Le congé est-il considéré comme du temps de travail effectif pour les majorations d'ancienneté ?
Réponse courte
Les périodes de congé légal payé et les congés extraordinaires prévus par le Code du travail (congé de maternité, parental, pour raisons familiales, pour raisons de santé, etc.) sont assimilées à du temps de travail effectif pour le calcul de l'ancienneté ouvrant droit à majoration. Elles doivent donc être intégrées dans le calcul de l'ancienneté du salarié.
En revanche, les périodes de suspension du contrat non assimilées par la loi, comme certains congés sans solde ou absences injustifiées, ne sont pas prises en compte dans l'ancienneté. Il est essentiel de vérifier la nature du congé pour déterminer s'il doit être inclus dans le calcul.
Définition
La majoration d'ancienneté désigne l'augmentation de certains droits ou avantages du salarié, tels que l'allocation de congé supplémentaire ou la progression salariale, en fonction de la durée de présence continue dans l'entreprise. Le temps de travail effectif correspond à la période pendant laquelle le salarié est à la disposition de l'employeur et se conforme à ses directives. La question porte sur l'inclusion des périodes de congé (congé légal, congé extraordinaire, congé pour raisons familiales, etc.) dans le calcul de l'ancienneté ouvrant droit à ces majorations.
Questions fréquentes
Conditions d’exercice
Au Luxembourg, l'ancienneté du salarié s'apprécie en tenant compte de la durée totale des relations de travail successives ou non avec le même employeur, sauf interruption volontaire ou licenciement pour motif grave. Les périodes de congé légal payé sont assimilées à du temps de travail effectif pour le calcul de l'ancienneté. Il en va de même pour les congés extraordinaires prévus par le Code du travail, tels que le congé pour raisons familiales, le congé de maternité, le congé parental, le congé pour raisons de force majeure ou le congé pour raisons de santé, sous réserve des dispositions spécifiques à chaque type de congé.
Modalités pratiques
Lors du calcul de l'ancienneté ouvrant droit à majoration (par exemple, jours de congé supplémentaires après 10, 15 ou 20 ans de service), l'employeur doit intégrer l'ensemble des périodes assimilées à du temps de travail effectif. Les congés légaux payés, les congés extraordinaires et les absences assimilées par la loi ne peuvent pas être déduits de l'ancienneté. En revanche, les périodes de suspension du contrat non assimilées par la loi, telles que certains congés sans solde ou absences injustifiées, ne sont pas prises en compte. Il appartient à l'employeur de tenir un relevé précis des périodes assimilées et non assimilées pour chaque salarié.
Pratiques et recommandations
Il est recommandé de vérifier systématiquement la nature du congé lors du calcul de l'ancienneté.

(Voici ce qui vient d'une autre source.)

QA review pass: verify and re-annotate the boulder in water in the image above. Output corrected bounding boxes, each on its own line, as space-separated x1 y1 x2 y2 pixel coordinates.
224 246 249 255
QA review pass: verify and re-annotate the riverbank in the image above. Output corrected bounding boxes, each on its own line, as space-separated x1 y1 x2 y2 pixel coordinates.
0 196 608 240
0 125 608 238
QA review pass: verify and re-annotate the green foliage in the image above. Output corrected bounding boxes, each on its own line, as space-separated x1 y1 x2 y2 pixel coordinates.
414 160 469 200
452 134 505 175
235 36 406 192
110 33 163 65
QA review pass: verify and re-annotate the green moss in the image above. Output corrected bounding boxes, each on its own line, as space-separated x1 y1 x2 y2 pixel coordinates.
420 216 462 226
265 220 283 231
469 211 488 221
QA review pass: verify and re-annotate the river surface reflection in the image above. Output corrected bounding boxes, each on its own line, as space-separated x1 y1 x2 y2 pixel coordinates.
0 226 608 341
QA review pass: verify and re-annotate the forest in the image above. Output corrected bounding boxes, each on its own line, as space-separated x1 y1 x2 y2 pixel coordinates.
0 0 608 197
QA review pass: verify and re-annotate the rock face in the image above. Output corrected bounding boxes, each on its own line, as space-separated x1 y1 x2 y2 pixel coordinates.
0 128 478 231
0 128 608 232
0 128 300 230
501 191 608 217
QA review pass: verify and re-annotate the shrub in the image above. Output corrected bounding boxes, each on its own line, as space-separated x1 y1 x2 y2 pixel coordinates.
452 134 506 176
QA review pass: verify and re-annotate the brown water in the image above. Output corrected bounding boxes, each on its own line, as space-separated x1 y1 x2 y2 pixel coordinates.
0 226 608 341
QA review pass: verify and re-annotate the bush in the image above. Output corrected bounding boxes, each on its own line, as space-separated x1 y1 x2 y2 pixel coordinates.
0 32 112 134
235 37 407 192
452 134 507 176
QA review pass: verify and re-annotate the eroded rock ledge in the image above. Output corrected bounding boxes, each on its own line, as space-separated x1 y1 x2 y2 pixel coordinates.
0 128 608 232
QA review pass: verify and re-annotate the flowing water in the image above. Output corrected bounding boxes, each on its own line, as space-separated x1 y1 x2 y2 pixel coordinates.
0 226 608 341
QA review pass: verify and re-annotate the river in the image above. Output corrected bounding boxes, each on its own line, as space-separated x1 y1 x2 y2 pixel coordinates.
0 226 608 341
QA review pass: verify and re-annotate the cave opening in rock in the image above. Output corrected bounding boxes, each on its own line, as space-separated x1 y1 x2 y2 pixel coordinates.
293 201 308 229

Les congés payés, les congés de maternité, de paternité, parental, pour raisons familiales ou pour raisons de santé sont expressément assimilés à du temps de travail effectif par le Code du travail. Pour les autres congés, notamment les congés sans solde ou sabbatiques, il convient de se référer à la législation spécifique ou à la convention collective applicable. En cas de doute, il est conseillé de solliciter un avis juridique afin d'éviter tout litige ultérieur relatif à la reconnaissance de l'ancienneté.
Cadre juridique
La prise en compte des périodes de congé dans le calcul de l'ancienneté est régie principalement par les articles L.233-4, L.234-44, L.234-47, L.234-51 et L.234-52 du Code du travail luxembourgeois. Ces dispositions précisent que les périodes de congé légal payé, de congé extraordinaire et de suspension assimilée sont considérées comme du temps de travail effectif pour la détermination de l'ancienneté. La jurisprudence nationale confirme l'obligation pour l'employeur d'inclure ces périodes dans le calcul des droits liés à l'ancienneté, sauf disposition expresse contraire.
Note
Veillez à distinguer les congés assimilés par la loi à du temps de travail effectif des autres absences, afin de garantir la conformité du calcul de l'ancienneté et d'éviter toute contestation de la part des salariés.